Et si le diesel était un faux coupable ? Selon un réseau d’industriels et constructeurs automobiles (CITEPA), les transports routiers ne seraient responsables en fait que de 19 % des émissions de particules, loin derrière par exemple le chauffage des bâtiments – à cause du fioul et du bois – avec 39 %.

On peut en déduire, toujours selon CITEPA, que « le diesel ne serait impliqué que pour environ 8 000 morts », soit 5 fois moins que ce que donne à penser la presse, avec le chiffre des 42 000 victimes. Et encore ce chiffre de 2005 serait aujourd’hui un tiers plus bas, soit 5 000 morts, et le diesel ne représenterait que 20 %, soit 1 000 morts par an.

L’agriculture en pole-position

De fait, lors du récent pic de pollution aux particules fines, l’observatoire atmosphérique Sirta situé à 20 km au sud-ouest de Paris, seule station française de surveillance de l’atmosphère capable de rendre compte des niveaux et de la nature des pollutions, a observé que les particules fines étaient principalement issues de l’agriculture, puis du chauffage au bois, les transports ne venant qu’en troisième rang. Le rapport publié conjointement par les académies des sciences et de médecine, avec le CIRC (centre international de recherche sur le cancer) abondait dans cette minoration en 2007, année du premier Grenelle de l’environnement : « Contrairement à une opinion largement répandue, la pollution n’a qu’un rôle très limité : environ 0,1 % des cancers si l’on s’en tient uniquement aux cancérogènes avérés. Si l’on y ajoute la pollution atmosphérique, notamment les particules fines des gaz d’échappement des moteurs diesel, en admettant que 50 % des Français y sont exposés et qu’elles induisent 7 % des cancers du poumon, on trouve qu’environ 1 % de la totalité des cancers sont dus à la pollution. Ce n’est pas une cause majeure », conclut le rapport (1).

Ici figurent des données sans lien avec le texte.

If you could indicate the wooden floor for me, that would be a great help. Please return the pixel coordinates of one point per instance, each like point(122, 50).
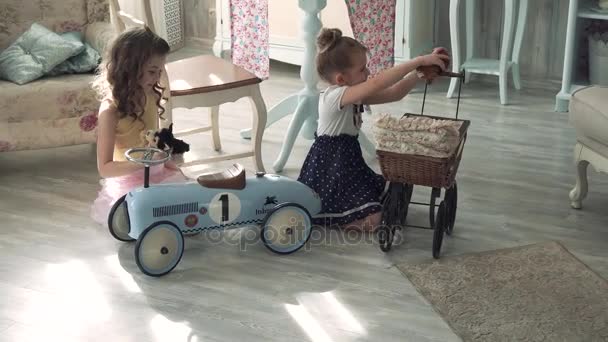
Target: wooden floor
point(63, 278)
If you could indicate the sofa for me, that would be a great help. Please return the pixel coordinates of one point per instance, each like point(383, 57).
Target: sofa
point(588, 113)
point(58, 110)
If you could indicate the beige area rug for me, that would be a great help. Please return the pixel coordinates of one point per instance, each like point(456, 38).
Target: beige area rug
point(538, 292)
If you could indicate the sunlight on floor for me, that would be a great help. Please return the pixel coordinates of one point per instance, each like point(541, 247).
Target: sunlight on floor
point(125, 277)
point(308, 323)
point(323, 309)
point(72, 303)
point(166, 330)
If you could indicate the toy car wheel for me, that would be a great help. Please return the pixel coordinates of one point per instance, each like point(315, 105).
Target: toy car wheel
point(159, 248)
point(118, 221)
point(286, 228)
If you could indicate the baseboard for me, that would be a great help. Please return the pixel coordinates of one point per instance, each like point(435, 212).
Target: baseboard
point(202, 43)
point(526, 82)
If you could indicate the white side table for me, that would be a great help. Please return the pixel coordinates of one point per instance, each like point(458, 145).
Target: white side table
point(576, 12)
point(509, 53)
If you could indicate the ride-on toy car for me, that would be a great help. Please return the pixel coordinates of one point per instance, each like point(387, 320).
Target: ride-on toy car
point(158, 216)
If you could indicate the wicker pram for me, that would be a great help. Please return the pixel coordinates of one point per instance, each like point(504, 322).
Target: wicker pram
point(404, 170)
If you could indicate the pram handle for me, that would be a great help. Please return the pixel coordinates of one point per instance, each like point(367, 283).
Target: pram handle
point(448, 74)
point(452, 74)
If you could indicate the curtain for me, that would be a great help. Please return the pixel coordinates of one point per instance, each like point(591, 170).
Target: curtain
point(372, 21)
point(373, 24)
point(249, 35)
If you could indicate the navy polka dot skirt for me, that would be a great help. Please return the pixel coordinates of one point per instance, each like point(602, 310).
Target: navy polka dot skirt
point(349, 189)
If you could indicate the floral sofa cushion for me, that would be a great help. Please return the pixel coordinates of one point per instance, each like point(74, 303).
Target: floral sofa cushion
point(53, 111)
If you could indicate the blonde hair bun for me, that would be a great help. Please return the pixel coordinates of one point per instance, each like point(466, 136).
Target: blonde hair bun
point(328, 38)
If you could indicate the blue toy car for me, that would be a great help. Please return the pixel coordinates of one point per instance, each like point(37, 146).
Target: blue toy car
point(158, 216)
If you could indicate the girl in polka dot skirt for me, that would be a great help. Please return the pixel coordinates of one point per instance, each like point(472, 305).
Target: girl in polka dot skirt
point(350, 190)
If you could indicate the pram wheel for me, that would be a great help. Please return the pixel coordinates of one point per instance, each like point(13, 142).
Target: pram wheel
point(385, 237)
point(438, 229)
point(435, 193)
point(451, 196)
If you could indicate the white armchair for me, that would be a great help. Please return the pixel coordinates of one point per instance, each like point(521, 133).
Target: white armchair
point(589, 116)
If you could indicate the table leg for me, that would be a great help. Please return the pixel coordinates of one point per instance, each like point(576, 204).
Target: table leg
point(562, 98)
point(307, 111)
point(259, 124)
point(519, 38)
point(215, 127)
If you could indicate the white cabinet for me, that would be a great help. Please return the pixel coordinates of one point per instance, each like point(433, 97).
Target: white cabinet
point(414, 29)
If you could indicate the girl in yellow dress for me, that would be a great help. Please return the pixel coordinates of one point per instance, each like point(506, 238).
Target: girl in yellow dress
point(129, 87)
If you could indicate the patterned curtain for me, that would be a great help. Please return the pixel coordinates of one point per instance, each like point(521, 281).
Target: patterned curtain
point(372, 21)
point(249, 35)
point(373, 24)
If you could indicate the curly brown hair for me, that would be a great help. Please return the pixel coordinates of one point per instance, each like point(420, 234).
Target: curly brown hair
point(335, 51)
point(119, 74)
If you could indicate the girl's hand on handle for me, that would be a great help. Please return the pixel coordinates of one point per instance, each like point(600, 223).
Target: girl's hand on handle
point(434, 59)
point(429, 70)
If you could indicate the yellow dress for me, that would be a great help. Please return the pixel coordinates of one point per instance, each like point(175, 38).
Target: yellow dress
point(129, 129)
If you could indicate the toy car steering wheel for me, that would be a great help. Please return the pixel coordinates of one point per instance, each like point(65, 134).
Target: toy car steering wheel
point(148, 153)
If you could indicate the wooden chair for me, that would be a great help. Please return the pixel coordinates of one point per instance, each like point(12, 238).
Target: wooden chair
point(207, 81)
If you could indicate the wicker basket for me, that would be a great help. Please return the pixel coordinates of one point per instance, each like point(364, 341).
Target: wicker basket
point(423, 170)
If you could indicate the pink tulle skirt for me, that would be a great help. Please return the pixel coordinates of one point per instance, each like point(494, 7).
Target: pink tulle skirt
point(114, 188)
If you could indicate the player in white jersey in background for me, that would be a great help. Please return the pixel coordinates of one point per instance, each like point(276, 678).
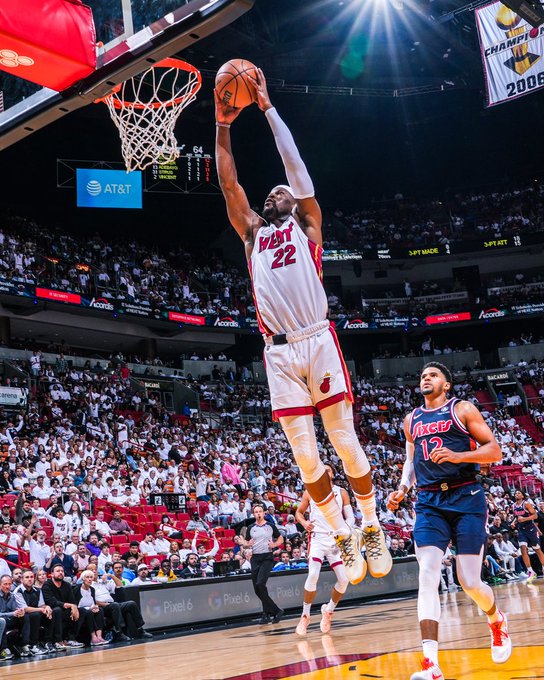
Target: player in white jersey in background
point(304, 365)
point(323, 545)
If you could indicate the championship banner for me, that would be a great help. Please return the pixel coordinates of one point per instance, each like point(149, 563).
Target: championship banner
point(512, 53)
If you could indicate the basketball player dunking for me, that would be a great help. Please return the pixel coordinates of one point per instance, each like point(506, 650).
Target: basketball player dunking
point(528, 534)
point(304, 365)
point(445, 441)
point(322, 545)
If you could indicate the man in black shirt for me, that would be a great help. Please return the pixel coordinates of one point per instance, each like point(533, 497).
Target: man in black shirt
point(262, 537)
point(58, 593)
point(192, 568)
point(30, 599)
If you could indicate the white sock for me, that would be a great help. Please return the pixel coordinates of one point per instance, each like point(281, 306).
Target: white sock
point(330, 606)
point(367, 505)
point(333, 514)
point(430, 650)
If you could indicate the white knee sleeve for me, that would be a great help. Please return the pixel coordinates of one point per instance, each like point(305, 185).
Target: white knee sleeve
point(342, 582)
point(430, 568)
point(469, 569)
point(300, 434)
point(313, 575)
point(338, 422)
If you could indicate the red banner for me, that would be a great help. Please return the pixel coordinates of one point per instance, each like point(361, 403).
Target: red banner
point(58, 296)
point(447, 318)
point(187, 318)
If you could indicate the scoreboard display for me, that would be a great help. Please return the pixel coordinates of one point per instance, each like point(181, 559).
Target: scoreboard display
point(194, 172)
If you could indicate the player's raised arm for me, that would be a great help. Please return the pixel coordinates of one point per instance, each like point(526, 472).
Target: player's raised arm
point(297, 174)
point(408, 473)
point(242, 218)
point(488, 451)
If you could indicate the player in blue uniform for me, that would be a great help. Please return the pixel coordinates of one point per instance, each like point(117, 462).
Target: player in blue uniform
point(446, 440)
point(525, 515)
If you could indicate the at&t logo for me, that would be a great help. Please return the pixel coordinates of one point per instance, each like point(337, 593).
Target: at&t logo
point(94, 188)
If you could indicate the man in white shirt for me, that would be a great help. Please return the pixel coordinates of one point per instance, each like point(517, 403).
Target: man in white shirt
point(147, 546)
point(105, 556)
point(101, 525)
point(40, 490)
point(162, 545)
point(73, 544)
point(117, 498)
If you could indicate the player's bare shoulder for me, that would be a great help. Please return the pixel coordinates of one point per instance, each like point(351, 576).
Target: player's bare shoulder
point(466, 410)
point(250, 235)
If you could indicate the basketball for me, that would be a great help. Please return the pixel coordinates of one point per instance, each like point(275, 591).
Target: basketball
point(233, 85)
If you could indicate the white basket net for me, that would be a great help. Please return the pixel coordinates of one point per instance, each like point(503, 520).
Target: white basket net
point(145, 109)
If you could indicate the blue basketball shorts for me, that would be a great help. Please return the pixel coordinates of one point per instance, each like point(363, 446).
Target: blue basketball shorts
point(458, 514)
point(528, 535)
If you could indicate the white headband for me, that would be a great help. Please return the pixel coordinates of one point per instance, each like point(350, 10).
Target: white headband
point(286, 187)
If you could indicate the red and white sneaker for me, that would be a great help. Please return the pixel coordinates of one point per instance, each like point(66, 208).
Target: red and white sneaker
point(302, 626)
point(429, 671)
point(326, 619)
point(501, 643)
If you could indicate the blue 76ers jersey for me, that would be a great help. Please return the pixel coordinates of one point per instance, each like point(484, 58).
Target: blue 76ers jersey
point(432, 429)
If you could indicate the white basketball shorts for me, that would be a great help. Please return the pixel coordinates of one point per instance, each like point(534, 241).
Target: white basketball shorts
point(306, 375)
point(324, 546)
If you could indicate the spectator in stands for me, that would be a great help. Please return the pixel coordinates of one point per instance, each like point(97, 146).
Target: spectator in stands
point(192, 567)
point(38, 549)
point(4, 566)
point(168, 530)
point(93, 545)
point(196, 523)
point(123, 615)
point(118, 525)
point(30, 599)
point(59, 557)
point(13, 616)
point(124, 574)
point(165, 573)
point(143, 578)
point(162, 544)
point(133, 551)
point(90, 614)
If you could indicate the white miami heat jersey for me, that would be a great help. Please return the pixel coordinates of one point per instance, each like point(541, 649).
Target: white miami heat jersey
point(321, 526)
point(287, 277)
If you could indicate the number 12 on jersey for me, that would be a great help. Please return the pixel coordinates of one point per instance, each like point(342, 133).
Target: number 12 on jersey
point(438, 443)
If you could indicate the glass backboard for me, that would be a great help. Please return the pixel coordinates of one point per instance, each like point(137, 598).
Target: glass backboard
point(131, 35)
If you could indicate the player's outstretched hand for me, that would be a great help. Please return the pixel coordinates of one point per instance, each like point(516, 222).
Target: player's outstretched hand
point(223, 112)
point(395, 499)
point(259, 83)
point(444, 455)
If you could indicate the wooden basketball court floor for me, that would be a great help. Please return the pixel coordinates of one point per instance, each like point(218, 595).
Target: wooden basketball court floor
point(378, 640)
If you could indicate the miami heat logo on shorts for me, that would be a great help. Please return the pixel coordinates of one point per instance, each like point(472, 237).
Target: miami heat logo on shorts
point(325, 383)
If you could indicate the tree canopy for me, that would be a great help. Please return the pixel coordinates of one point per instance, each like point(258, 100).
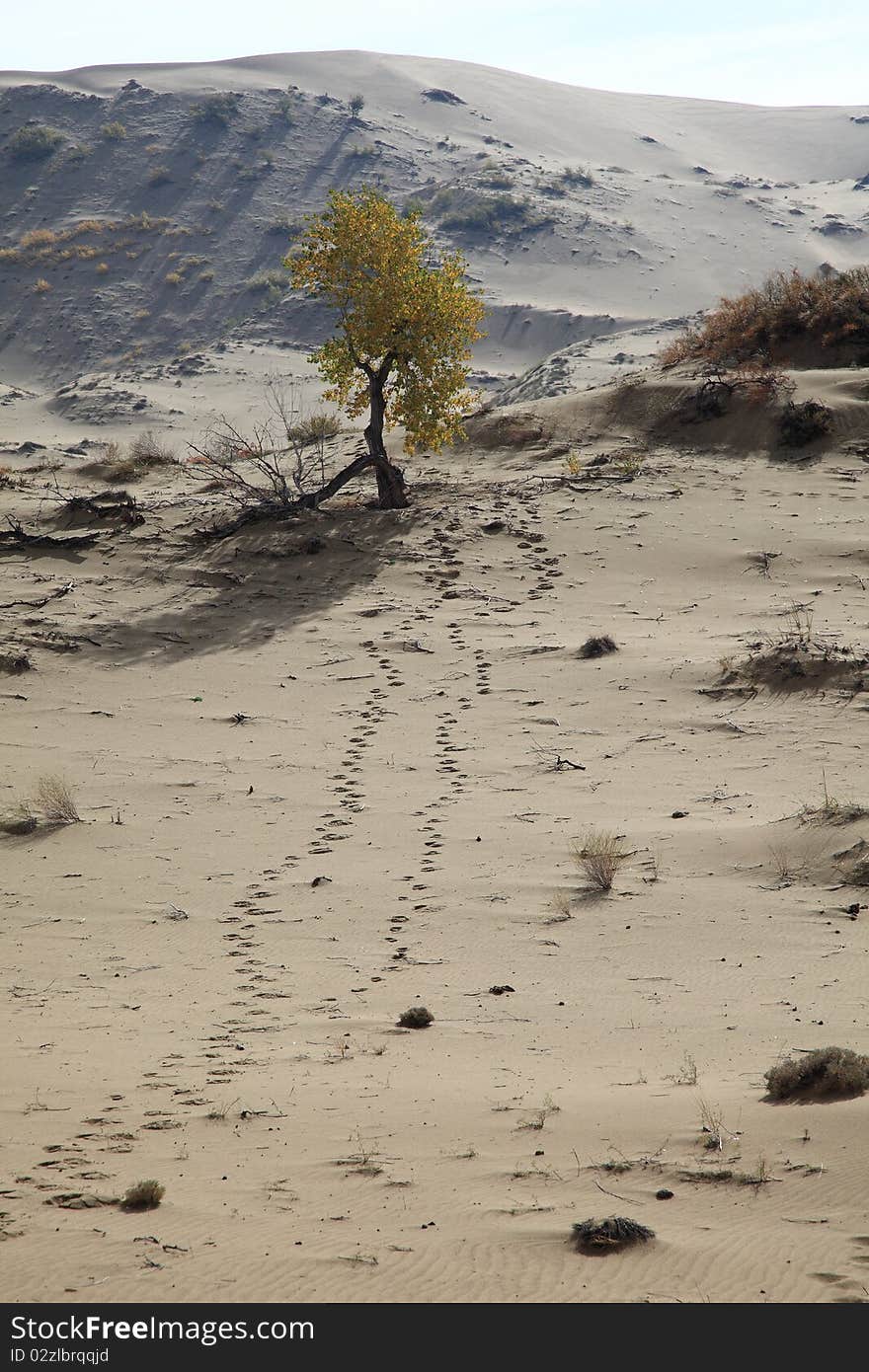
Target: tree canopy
point(407, 320)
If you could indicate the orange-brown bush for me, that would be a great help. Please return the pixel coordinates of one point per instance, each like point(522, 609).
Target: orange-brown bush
point(827, 312)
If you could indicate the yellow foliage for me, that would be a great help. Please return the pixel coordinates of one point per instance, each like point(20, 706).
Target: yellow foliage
point(407, 320)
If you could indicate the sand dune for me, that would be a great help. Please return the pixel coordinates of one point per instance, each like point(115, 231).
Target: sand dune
point(330, 769)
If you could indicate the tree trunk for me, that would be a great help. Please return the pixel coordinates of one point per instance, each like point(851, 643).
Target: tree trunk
point(391, 495)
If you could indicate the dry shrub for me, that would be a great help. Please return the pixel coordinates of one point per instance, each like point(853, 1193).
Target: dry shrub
point(823, 1075)
point(143, 1195)
point(598, 855)
point(826, 312)
point(14, 660)
point(597, 647)
point(316, 428)
point(805, 422)
point(791, 665)
point(56, 801)
point(148, 450)
point(144, 453)
point(415, 1019)
point(609, 1235)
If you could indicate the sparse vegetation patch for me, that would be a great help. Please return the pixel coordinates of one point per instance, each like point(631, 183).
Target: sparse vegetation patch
point(822, 1075)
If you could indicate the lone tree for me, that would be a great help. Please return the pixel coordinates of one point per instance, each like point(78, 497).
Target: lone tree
point(407, 321)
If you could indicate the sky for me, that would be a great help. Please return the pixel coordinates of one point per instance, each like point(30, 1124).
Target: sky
point(755, 51)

Une condamnation à nuancer ?

S’interrogeant à l’Académie de médecine sur l’impact des particules diesel entre mythe et réalité, le Pr Michel Aubier, chef du service de pneumologie de l’hôpital Bichat, tout en soulignant que « la pollution liée au transport reste bien un vrai problème sanitaire », suggère de nuancer la condamnation du diesel. D’autant, souligne-t-il, qu’« en 20 ans, les nouvelles technologies automobiles auraient permis de réduire de 39 % les émissions de particules en particulier grâce aux progrès de la motorisation diesel (optimisation de la combustion, suralimentation, injection directe, filtre à particules). »

Il faudrait donc cesser de focaliser sur les émissions des moteurs diesel. Selon la formule du Pr Tubiana, le diesel serait « victime des angoisses devant la modernité, angoisses propagées par les écologistes, relayés par les médias et exploitées par des concurrents financiers ».

« L’avantage supposé des filtres à particules est un mensonge, rétorque la députée européenne Michèle Rivasi, car ils ne sont efficaces qu’à partir d’une certaine température. » Et rappelant que 80 % du carburant vendu en France est du diesel, la vice-présidente des Verts à Strasbourg de militer « pour la réduction de la vitesse, la circulation alternée, les péages urbains, la promotion des transports doux et le développement des transports publics ».

Considérant que les dangers que font peser les particules fines sur la santé de nos concitoyens n’est plus une hypothèse mais une vérité scientifique, le Dr Jean-Marie Le Guen, adjoint au maire de Paris en charge de la santé, proposait « d’avancer vers l’interdiction de circuler aux véhicules diesel dans la capitale ». Une proposition qu’il maintient deux ans après.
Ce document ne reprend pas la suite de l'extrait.